Formal Languages and Natural Languages
Philosophers of language have argued over the relationship between so-called formal languages and natural languages (the kind people regularly speak). Some say formal languages supply the underlying logical form of the sentences of natural languages; some say formal languages improve on natural languages; some say formal languages are technical inventions that distort natural languages; some say they reflect the innate language of thought unlike natural languages; some say they are pointless abstractions bearing no meaningful relationship to natural languages. The correct answer, however, is this: they are part of natural language. Every formula of a formal language can be read as a sentence of English (or any other natural language), though the resulting utterance may sound stilted (“there is something x such that for everything y…”). A so-called formal language is really a formal notation, where “formal” just means, “looks like mathematics”; the language is good old ordinary language, suitably configured. All we are doing is translating some strings of English words into other strings of English words, as when we replace (say) “Everyone loves someone” with “For every person there exists another person such that the first person loves the second person”. The symbols of the formal language are just invented signs for words we already have–for example, using a backwards upper case “E” to stand in for “there exists”. I take it this is completely obvious. 

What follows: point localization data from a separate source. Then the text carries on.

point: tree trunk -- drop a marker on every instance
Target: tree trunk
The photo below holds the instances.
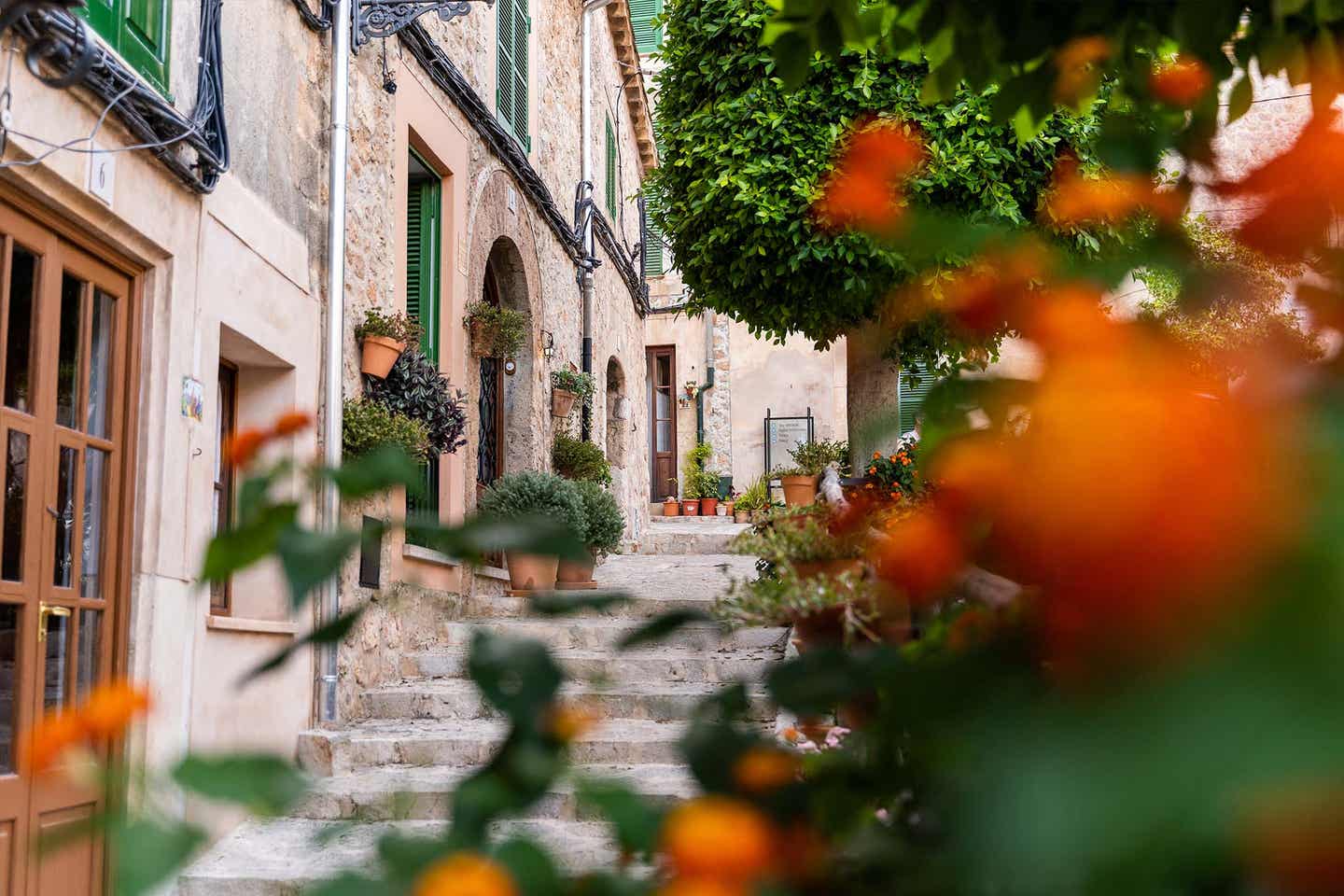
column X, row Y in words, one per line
column 873, row 403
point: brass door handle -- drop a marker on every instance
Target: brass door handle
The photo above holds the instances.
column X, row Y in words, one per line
column 49, row 610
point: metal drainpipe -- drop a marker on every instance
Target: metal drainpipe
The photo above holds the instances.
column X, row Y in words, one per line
column 329, row 598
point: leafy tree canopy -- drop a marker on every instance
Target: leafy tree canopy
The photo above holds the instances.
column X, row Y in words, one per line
column 744, row 156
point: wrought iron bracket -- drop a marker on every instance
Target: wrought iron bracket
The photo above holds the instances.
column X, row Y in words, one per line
column 385, row 18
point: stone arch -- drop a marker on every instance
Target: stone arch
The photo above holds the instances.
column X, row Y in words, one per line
column 617, row 413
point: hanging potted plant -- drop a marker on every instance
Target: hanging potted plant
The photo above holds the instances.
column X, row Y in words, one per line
column 568, row 387
column 382, row 339
column 525, row 496
column 494, row 330
column 604, row 526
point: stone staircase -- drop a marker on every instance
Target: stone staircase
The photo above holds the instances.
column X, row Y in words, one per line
column 398, row 767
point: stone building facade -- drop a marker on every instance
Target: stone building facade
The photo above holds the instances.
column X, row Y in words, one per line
column 208, row 251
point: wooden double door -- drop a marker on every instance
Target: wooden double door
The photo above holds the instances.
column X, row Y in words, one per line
column 63, row 369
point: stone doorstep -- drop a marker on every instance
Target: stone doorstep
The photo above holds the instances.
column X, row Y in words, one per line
column 283, row 857
column 665, row 664
column 460, row 699
column 472, row 742
column 425, row 792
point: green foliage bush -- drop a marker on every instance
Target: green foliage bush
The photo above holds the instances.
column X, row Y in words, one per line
column 580, row 459
column 532, row 493
column 604, row 517
column 503, row 329
column 417, row 390
column 367, row 426
column 742, row 158
column 394, row 327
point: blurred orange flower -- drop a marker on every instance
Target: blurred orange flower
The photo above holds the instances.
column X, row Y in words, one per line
column 1077, row 66
column 718, row 837
column 103, row 718
column 763, row 768
column 861, row 189
column 1182, row 82
column 465, row 875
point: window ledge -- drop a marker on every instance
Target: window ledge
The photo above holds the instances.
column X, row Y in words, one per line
column 254, row 626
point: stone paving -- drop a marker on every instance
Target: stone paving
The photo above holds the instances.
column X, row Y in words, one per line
column 398, row 767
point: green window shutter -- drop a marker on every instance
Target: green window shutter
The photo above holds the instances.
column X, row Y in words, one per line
column 912, row 398
column 422, row 260
column 647, row 38
column 611, row 186
column 511, row 94
column 652, row 248
column 139, row 30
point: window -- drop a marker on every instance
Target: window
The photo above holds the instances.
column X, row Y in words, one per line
column 511, row 93
column 226, row 421
column 139, row 31
column 647, row 38
column 613, row 201
column 652, row 247
column 424, row 214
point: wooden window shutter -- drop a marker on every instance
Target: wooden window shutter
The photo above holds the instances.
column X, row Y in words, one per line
column 613, row 202
column 652, row 248
column 139, row 30
column 647, row 38
column 912, row 397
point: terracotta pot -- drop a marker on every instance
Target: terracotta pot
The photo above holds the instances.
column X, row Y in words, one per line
column 576, row 574
column 562, row 402
column 378, row 355
column 830, row 568
column 800, row 491
column 530, row 571
column 820, row 629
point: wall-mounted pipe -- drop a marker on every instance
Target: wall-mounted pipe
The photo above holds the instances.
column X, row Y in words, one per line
column 329, row 596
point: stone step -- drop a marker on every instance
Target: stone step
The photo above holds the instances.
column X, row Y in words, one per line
column 690, row 535
column 284, row 857
column 384, row 742
column 458, row 699
column 425, row 792
column 665, row 665
column 597, row 633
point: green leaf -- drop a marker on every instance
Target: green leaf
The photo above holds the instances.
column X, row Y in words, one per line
column 518, row 676
column 249, row 543
column 262, row 783
column 329, row 633
column 662, row 626
column 384, row 469
column 147, row 853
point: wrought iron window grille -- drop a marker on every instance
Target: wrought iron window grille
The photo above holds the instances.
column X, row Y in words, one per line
column 385, row 18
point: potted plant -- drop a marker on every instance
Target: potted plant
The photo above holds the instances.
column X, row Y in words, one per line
column 382, row 339
column 530, row 495
column 602, row 531
column 568, row 387
column 495, row 330
column 414, row 387
column 367, row 426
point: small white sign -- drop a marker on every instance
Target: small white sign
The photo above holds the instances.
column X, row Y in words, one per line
column 103, row 174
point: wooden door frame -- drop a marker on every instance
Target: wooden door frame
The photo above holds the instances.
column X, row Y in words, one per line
column 651, row 352
column 119, row 548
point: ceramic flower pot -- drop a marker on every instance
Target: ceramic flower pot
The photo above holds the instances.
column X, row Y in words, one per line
column 562, row 402
column 576, row 575
column 378, row 355
column 530, row 571
column 800, row 491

But it makes a difference to how we view certain kinds of proposal. The theory of descriptions, say, is just the proposal that one kind of sentence of natural language containing “the” can be translated into another kind of sentence of natural language containing only words like “there is”, “for all”, and “uniquely” (itself translated by the word “identical” suitably positioned). We are using one part of natural language to paraphrase another part, invidiously preferring some sentences to others. This cannot be an improvement on natural language, since it isnatural language; we might just prefer one part of it to another for philosophical or other reasons. Nor can the preferred part be the underlying form of the other part: for how could one part of natural language be the underlying form of another part? Both are overt sentences of the language, neither “deep” nor “superficial”. We may describe one sentence as the analysis of another, but how could one sentence literally contain another? By the same token, the “formal” part could not be inferior to natural language, though it might not exhaust the full resources of natural language. There is no such thing as an opposition between “logical language” and “ordinary language”: both are just versions of natural language. All we can really talk about is whether one or other part of natural language is preferable for certain reasons or purposes. We can argue about the utility or perspicuity of certain notations, which are just abbreviations for natural language expressions; but we cannot argue about the relationship between natural languages and some other type of non-natural language.  Everything we can say (or write) is part of natural language, which is why we can always convert a logical formula into familiar words of the vernacular. Thus a theory of truth for a formal language is in reality a theory of truth for one section of a natural language. A so-called formal language is not some sort of transcendent symbolic system standing outside of natural language. What logicians have done is simply invent a code for a certain part of the language they already speak.
The innate and universal language of thought can be externalized in different kinds of notational system—including English and Japanese, predicate calculus and modal logic—but these are all systems that express the same underlying cognitive structure. If we call this structure LANGUAGE, then what are called formal and natural languages are just different ways of externalizing LANGUAGE. And the formal (mathematical-looking) mode of externalization is really just a part of the natural-language mode of externalization. There is no opposition here, no rivalry, no better or worse. Principia Mathematica is actually a piece of ordinary English. We might say that logicians speak a certain dialect of their native language. A formal language is just so much (stilted) informal language; it is not something standing magnificently apart from the common language we all speak. We use different parts of our native language for different purposes, altering our vocabulary and style; a so-called logical language is just one such variation.
 There exists the theoretical possibility of a formal language not expressible in the sentences of natural language: then the standard range of options regarding its relationship to natural language would be available. But that is not the situation in which we find ourselves, which is that logic texts simply consist of ordinary language written in novel orthography (variables, brackets, etc).
 In the same way we can meaningfully talk about the relative merits of different human languages, say English and French, but this is clearly an intra natural language issue, not an issue about a natural language versus an unnatural language. In what way is a logical language unnatural? It is so only in the sense that it is visually unfamiliar and awkward to speak. We use the same linguistic competence in the logic classroom that we use in daily life.